Coming from the product marketing side of the house I have to agree with your post Chris.

An important point however - those presentations that don't work for the press do not work for prospects either.

When talking to the press the presenter is talking to the prospect by proxy. The majority of journalists are ex-engineers, and even if they're not, it's their jobs to be up on the latest and greatest on both sides of the vendor-user divide. They are busy and they're looking for something that will be interesting and can help their readers (the marketeers prospects).

The presentations you're struggling through are just bad presentations. Plain and simple.

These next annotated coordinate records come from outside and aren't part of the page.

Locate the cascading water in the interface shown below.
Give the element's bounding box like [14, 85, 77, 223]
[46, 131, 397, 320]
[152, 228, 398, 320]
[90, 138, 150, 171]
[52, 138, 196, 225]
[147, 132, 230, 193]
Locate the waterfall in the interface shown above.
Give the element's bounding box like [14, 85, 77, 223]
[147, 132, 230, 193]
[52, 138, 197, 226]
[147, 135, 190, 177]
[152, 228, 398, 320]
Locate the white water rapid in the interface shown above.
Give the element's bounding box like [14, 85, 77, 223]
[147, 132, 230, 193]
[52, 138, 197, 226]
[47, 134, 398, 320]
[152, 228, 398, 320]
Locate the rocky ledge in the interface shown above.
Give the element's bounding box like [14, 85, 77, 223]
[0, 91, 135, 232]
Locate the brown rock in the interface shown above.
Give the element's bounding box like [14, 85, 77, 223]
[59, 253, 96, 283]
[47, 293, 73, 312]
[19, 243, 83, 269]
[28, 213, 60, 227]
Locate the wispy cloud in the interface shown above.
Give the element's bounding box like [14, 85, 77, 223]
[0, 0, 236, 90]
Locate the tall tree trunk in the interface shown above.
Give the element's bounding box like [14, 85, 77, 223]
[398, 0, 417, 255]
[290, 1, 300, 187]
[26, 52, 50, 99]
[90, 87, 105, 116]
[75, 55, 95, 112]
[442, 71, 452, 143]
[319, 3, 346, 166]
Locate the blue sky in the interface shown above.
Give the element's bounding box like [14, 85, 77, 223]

I think someone read in a sales book somewhere that the first 3 slides had to get the audience nodding. (Maybe it was taken from the telemarketing rule book of "get the prospect to say "Yes" three times".) This is the seemingly never ending "set up" you refer to and is the marketeers equivalent of the lazy hacks "for decades the semiconductor industry has been following Moore's Law, stating that....."

It's useless information at best and condescending at worst.

Get to the value proposition, understand it (not just the buzz words) and be enthusiastic about your technology and your customers. Make the slides a back drop to a conversation rather than a surrogate.

And that old chestnut - know your audience!